🤖 AI Summary
Video Quality Assessment (VQA) faces two key challenges: conventional models lack effective video-level contextual modeling, while existing large language model (LLM)-based approaches exhibit limited sensitivity to subtle pixel-level distortions and treat quality scoring and natural language description generation as disjoint tasks. To address these issues, we propose the first dual-visual-encoder multimodal framework that separately encodes high-level semantic context and low-level pixel-level distortions, integrating them via a unified language decoder for joint reasoning. Our method employs end-to-end multi-task learning—simultaneously optimizing score regression, descriptive text generation, and pairwise quality comparison. Evaluated on multiple standard benchmarks, our approach achieves state-of-the-art performance, demonstrating significantly improved sensitivity to compression artifacts and other fine-grained distortions, as well as enhanced cross-domain generalization robustness.
📝 Abstract
Video quality assessment (VQA) is a challenging research topic with broad applications.
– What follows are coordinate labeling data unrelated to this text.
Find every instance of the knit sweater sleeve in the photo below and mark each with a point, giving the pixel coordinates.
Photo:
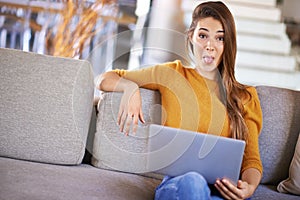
(153, 77)
(253, 119)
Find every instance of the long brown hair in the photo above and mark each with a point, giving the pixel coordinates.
(234, 92)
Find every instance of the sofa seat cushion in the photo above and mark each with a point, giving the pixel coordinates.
(46, 106)
(23, 180)
(292, 183)
(264, 192)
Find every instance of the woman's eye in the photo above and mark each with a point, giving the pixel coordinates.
(202, 36)
(221, 39)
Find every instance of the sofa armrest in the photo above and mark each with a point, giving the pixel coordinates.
(46, 106)
(112, 149)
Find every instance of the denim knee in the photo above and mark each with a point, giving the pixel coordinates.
(188, 186)
(194, 186)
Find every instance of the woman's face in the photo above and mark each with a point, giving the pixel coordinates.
(208, 46)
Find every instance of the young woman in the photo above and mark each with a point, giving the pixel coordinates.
(203, 97)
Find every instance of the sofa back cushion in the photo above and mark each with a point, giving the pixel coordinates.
(112, 149)
(281, 126)
(46, 105)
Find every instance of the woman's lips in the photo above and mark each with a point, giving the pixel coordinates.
(208, 59)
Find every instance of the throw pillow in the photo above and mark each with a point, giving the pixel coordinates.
(292, 183)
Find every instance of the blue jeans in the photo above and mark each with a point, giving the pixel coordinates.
(190, 186)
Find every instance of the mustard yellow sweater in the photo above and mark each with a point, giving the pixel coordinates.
(192, 102)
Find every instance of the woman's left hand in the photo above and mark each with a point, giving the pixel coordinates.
(228, 190)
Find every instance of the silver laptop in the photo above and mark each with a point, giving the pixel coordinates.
(174, 152)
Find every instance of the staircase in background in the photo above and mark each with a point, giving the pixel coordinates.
(265, 54)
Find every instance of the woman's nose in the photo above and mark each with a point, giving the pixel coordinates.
(209, 46)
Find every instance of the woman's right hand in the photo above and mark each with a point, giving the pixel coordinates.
(130, 110)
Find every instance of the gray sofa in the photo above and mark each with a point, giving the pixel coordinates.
(56, 144)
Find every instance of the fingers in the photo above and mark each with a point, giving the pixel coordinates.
(228, 190)
(126, 121)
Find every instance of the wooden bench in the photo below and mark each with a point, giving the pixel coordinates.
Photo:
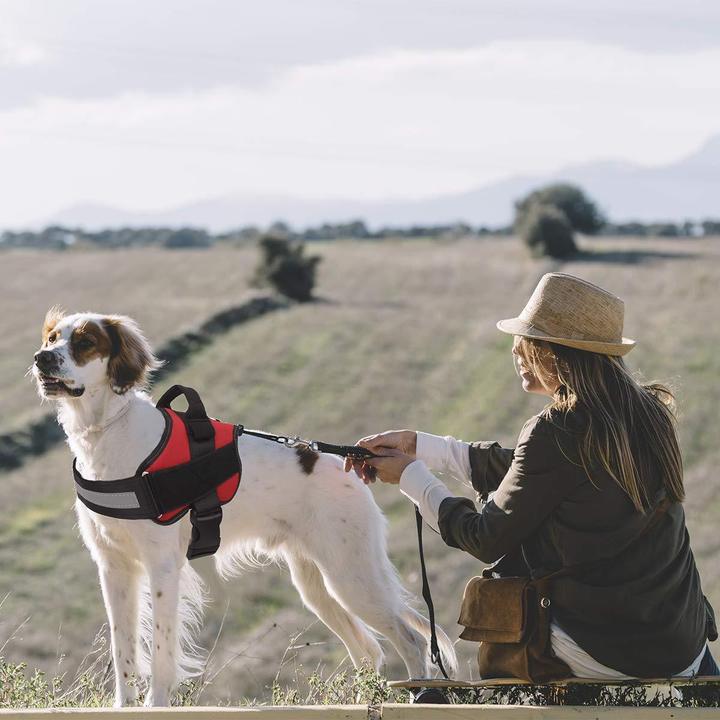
(571, 691)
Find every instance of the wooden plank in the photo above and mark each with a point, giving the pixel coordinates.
(390, 711)
(517, 712)
(504, 682)
(304, 712)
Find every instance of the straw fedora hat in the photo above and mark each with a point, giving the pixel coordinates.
(567, 310)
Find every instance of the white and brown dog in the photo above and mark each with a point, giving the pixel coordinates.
(324, 524)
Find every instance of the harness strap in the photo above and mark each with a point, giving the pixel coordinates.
(148, 495)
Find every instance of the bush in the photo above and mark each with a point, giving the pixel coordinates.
(547, 231)
(581, 212)
(283, 265)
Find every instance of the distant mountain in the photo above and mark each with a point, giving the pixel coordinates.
(689, 188)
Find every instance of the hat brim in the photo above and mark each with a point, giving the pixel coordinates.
(517, 326)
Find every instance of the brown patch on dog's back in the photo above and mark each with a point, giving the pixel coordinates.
(89, 341)
(307, 459)
(53, 316)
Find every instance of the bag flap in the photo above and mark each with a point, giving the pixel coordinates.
(494, 609)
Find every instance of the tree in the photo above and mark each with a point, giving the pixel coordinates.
(187, 238)
(284, 266)
(581, 212)
(546, 230)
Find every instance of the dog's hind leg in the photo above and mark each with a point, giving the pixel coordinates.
(120, 587)
(164, 585)
(310, 583)
(375, 598)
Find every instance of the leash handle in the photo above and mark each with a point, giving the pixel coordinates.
(434, 648)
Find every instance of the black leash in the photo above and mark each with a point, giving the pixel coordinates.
(434, 648)
(354, 452)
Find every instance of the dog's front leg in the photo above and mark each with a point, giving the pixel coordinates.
(164, 587)
(120, 592)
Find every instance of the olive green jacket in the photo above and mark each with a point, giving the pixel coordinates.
(643, 611)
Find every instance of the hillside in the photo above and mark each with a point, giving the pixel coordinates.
(403, 335)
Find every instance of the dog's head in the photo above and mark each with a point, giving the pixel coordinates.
(87, 350)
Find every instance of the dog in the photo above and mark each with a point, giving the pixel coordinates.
(299, 509)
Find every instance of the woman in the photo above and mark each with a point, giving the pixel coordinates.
(585, 479)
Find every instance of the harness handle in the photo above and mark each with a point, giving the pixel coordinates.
(196, 418)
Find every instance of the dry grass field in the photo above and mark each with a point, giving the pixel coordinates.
(403, 335)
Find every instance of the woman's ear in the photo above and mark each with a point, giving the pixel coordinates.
(131, 358)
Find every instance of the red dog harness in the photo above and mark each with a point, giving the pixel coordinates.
(195, 467)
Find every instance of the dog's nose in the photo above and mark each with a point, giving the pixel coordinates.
(45, 359)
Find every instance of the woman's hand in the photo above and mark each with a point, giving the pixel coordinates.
(390, 466)
(392, 445)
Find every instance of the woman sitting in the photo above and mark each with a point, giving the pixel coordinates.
(597, 475)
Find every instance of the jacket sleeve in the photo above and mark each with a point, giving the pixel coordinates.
(533, 486)
(489, 464)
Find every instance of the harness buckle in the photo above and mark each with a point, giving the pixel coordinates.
(145, 487)
(205, 517)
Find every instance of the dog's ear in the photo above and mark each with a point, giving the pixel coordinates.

Effective VQA necessitates sensitivity to pixel-level distortions and a comprehensive understanding of video context to accurately determine the perceptual impact of distortions. Traditional hand-crafted and learning-based VQA models mainly focus on pixel-level distortions and lack contextual understanding, while recent LLM-based models struggle with sensitivity to small distortions or handle quality scoring and description as separate tasks. To address these shortcomings, we introduce CP-LLM: a Context and Pixel aware Large Language Model. CP-LLM is a novel multimodal LLM architecture featuring dual vision encoders designed to independently analyze perceptual quality at both high-level (video context) and low-level (pixel distortion) granularity, along with a language decoder subsequently reasons about the interplay between these aspects. This design enables CP-LLM to simultaneously produce robust quality scores and interpretable quality descriptions, with enhanced sensitivity to pixel distortions (e.g. compression artifacts). The model is trained via a multi-task pipeline optimizing for score prediction, description generation, and pairwise comparisons. Experiment results demonstrate that CP-LLM achieves state-of-the-art cross-dataset performance on established VQA benchmarks and superior robustness to pixel distortions, confirming its efficacy for comprehensive and practical video quality assessment in real-world scenarios.